Deniz'in bir şey dememesinin üzerine kendisini kilitlenmiş gibi hissetmişti Rüzgar. Yavaşça geri çekildi ve derince iç çekti.
"Beni ilgilendirmeyen işlere burnunu sokmamalıydım." diye mırıldandı, ayağa kalkıp odanın camını açtı. Deniz hâlâ konuşmamıştı, sahi, bu çocuk niye birden dut yemiş bülbüle döndü?

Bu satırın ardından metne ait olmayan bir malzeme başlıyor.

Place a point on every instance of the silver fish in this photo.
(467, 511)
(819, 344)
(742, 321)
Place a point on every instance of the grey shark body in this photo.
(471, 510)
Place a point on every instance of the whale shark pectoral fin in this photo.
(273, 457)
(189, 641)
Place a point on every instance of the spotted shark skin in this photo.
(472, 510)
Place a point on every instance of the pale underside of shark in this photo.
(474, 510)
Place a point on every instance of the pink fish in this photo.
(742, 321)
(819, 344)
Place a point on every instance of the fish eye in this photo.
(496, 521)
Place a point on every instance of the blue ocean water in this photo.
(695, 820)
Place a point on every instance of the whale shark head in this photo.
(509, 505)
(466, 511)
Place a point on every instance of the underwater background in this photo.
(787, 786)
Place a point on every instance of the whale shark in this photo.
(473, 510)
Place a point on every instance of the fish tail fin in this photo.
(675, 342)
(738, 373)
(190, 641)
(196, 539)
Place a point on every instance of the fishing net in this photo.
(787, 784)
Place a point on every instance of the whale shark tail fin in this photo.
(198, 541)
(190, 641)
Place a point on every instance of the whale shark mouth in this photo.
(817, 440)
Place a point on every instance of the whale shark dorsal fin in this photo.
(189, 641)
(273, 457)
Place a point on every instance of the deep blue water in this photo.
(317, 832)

"Umarım resim defterinin yanında Edebiyat defterini de getirmişsindir çünkü bu ödevi yapmana yardım ettikten sonra iki yabancı olacağız. Tekrar." Rüzgar ne dediğinin farkında değildi. Deniz'in kafasını kaldırıp ona bakmasının üzerine farklı hissetti. Daha farklı.. sanki ona üzülmüştü ama hayır bu farklıydı..
Hayal kırıklığı.
Deniz'in gözlerinin içinde gördüğü şey tam olarak buydu. Hayal kırıklığı. Deniz, Rüzgar'ı bir dosttan fazlası olarak görmüştü. Bir sırdaş ve belki de en karanlık korkularının bekçisi ama Rüzgar'ın bu sözü onu hayal kırıklığına uğratmıştı. Deniz ilk defa Rüzgar'a güvenmişti, ona içini açacaktı ama bunu beklemiyordu.
Rüzgar ne bok yediğinin farkına vardığında çok geçti.

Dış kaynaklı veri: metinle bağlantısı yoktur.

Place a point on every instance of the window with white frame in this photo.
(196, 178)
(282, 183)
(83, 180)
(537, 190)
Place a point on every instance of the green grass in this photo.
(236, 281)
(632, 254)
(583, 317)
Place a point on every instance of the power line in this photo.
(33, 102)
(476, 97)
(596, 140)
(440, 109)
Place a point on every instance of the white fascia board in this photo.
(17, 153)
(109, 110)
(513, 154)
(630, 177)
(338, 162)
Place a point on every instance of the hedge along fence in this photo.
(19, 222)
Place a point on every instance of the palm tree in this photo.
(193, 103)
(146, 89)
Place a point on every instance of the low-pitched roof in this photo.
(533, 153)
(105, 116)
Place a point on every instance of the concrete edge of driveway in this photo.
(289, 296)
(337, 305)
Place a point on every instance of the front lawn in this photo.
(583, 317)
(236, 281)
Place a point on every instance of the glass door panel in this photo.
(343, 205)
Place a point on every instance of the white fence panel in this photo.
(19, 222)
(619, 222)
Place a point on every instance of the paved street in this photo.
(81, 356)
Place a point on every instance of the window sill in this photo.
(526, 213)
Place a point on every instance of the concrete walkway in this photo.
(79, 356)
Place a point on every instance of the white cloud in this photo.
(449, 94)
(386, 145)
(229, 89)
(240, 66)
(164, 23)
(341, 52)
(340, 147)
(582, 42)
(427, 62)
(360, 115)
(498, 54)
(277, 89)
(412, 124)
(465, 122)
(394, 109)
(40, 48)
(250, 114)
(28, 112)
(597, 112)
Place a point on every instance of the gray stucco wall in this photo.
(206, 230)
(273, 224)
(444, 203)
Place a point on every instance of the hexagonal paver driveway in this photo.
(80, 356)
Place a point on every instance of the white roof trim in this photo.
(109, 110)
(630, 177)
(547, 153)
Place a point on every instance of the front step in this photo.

"Peki." Deniz'in ruhundaki burukluk sesine yansımış, hayal kırıklığını bir kere daha hançer misali Rüzgar'ın kalbine saplamıştı.
"Ben.." dedi Rüzgar, bu kumarda da büyük kaybetmişti. Derince iç çekti ve yatağa oturdu, Deniz'in yanına. Ensesinden tutup kendisine çekti, Deniz'in kafasını omuzuna koydu.
"Öyle demek istemedim.." diye mırıldandı, cümlelerini toparlayamadan devam etti. "Anlatmak istediğim her an dinleyeceğim." diye fısıldadı, sesindeki rahatlatma isteği kolayca anlaşılabilirdi.
Deniz'in kendisine doğru hızlı bir hamle yapıp üstüne çıkmasını beklemiyordu.
"Ne- Ne yapıyorsun?!" sesindeki korku ve şaşkınlığı gizleyememişti. Daha çok şaşırmıştı. Deniz yavaşça yüzüne yaklaşınca kalbinin artık göğüs kafesini kıracağını hissetmişti. Dudaklarını araladı, titreyen nefesiyle birlikte "hırsını al" diyebilmişti.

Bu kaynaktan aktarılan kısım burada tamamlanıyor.